There’s an old saying that there’s no such thing as an offseason in the National Football League, and the same holds true in fantasy football. Individual Defensive Player (IDP) owners, especially those in dynasty formats, have already started scouting the incoming crop of players, whether it’s in preparation for upcoming rookie drafts or just to get an early edge on the competition.
Just as in the NFL, one of the tools in the IDP enthusiasts’ arsenal is the workouts at the recently completed 2013 NFL Scouting Combine in Indianapolis. Granted, it’s important not to read too much into one workout compared to years’ worth of game tape, but here’s a look at some defensive standouts whose stock is headed either up or down based on how they fared at the RCA Dome.
UP THE LADDER
Sharrif Floyd, DT, Florida
In a draft that’s loaded on the defensive front, it’s a little odd to see a player making a huge push up draft boards this late, but Floyd is making a strong case to be the first player at his position selected in April’s NFL draft.
The 6-foot-3 297-pounder ran the 40-yard dash in a blistering 4.92 seconds and excelled in the positional drills, leaving the NFL Network’s Warren Sapp offering a glowing review of his talents. Floyd now appears to be a virtual lock to be selected in the Top 10 overall, and, given his explosiveness and likely role as a “three technique” tackle in the NFL, Floyd’s all but certainly the cream of the crop in IDP leagues where beefeaters are concerned this year.
Datone Jones, DE, UCLA
As I said, the 2013 draft is stacked with talent on the defensive line, and, after tallying six sacks and 17.5 tackles for loss in 2012, Jones’ solid showing at the combine has him in position to potentially sneak into the draft’s first round.
Jones performed well in the bench press, showed his speed with a 4.8-second 40 time, and displayed athleticism in drills that belies his 283-pound frame. That frame could possibly land him on a 3-4 team as an end, which would hurt his IDP value a great deal, but the Seattle Seahawks are reportedly also interested in Jones, which would be just about a best-case scenario where his fantasy fortunes are concerned.
Sio Moore, LB, Connecticut
In a spring where the draft fortunes of many linebackers appear headed in reverse, it’s nice to see at least one player heading in the right direction, and Moore has seen his stock rise after strong outings in a number of drills at the combine.
Moore, who had 72 tackles and 7.5 sacks for the Huskies in 2012, not only showed up in Indianapolis at a beefed-up 245 pounds but also was able to allay concerns about his speed and athleticism with a quick 40 time and good showing in agility drills. That increases both the chances that an NFL team might view Moore as a potential inside linebacker and three-down player, and both those factors can only serve to bolster Moore’s IDP stock.
Alec Ogletree, LB, Georgia
The NFL (and IDP) stock of Georgia linebacker Alec Ogletree is all over the place right now. A DUI arrest just before the combine put a serious dent in that stock, with one NFL player personnel director calling the 6-foot-2, 242-pounder an “immature idiot” according to Clark Judge of CBS Sports.

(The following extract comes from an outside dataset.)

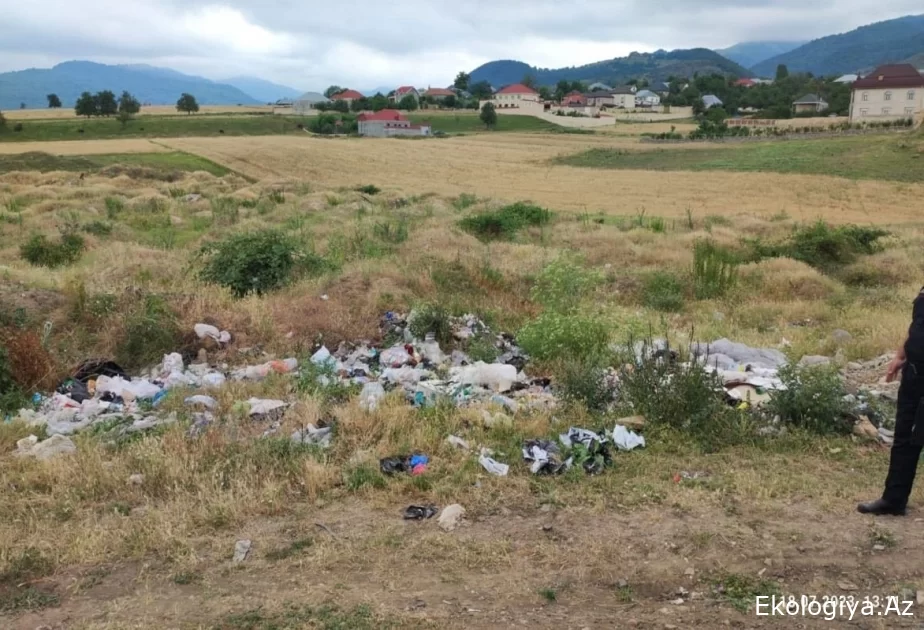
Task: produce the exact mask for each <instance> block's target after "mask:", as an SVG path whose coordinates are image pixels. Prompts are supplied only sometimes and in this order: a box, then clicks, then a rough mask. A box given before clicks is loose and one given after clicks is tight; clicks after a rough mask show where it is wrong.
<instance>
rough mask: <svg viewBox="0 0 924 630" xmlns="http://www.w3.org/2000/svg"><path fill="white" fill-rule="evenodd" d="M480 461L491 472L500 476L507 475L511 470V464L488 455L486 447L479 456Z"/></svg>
mask: <svg viewBox="0 0 924 630" xmlns="http://www.w3.org/2000/svg"><path fill="white" fill-rule="evenodd" d="M478 463H480V464H481V466H482V468H484V469H485V470H487V471H488V472H489V473H491V474H492V475H496V476H498V477H506V476H507V473H508V472H510V466H508V465H507V464H502V463H500V462H498V461H496V460H494V459H492V458H490V457H488V455H486V454H485V450H484V449H482V452H481V455H480V456H479V457H478Z"/></svg>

However, when Ogletree took the field in Indianapolis, he flashed the agility and quickness that helped him rack up more than 110 tackles in 2012 and has him pegged as a potential first-round pick in many mock drafts. As IDP prospects go, Ogletree is likelier one of the riskier of this year’s linebackers, but his substantial fantasy upside could make him one of the more rewarding ones as well.
Jonathan Cyprien, S, Florida International
There probably hasn’t been a college defensive back who has gained more positive momentum, both in NFL and IDP circles, since the 2012 season ended, than Cyprien.
Cyprien was the talk of the Senior Bowl at his position and carried that momentum right over into the combine. According to Russ Lande of the
National Football Post, Cyprien “displayed the fluid movement skills, quickness and speed of a much smaller player” in workouts, and the 6-foot, 217-pound Sun Belt star is rapidly rising up draft boards in both the National Football League and fantasy leagues.
Jamar Taylor, CB, Boise State
Every year in fantasy football a rookie cornerback or three becomes a viable IDP asset as they fulfill the “rookie corner” rule, which states simply that in most cases NFL quarterbacks aren’t shy at all about mercilessly targeting newcomers at cornerback.
The 5-foot-11, 192-pound Taylor, who had 51 tackles, 2.5 sacks, and four interceptions in 2012, ran a blistering 4.39 40-yard dash at the combine. That time may help relieve concerns about his speed for NFL teams, but of even more interest to IDP owners is the willingness Taylor showed to get physical with receivers and get dirty in the run game while on the blue turf with the Broncos.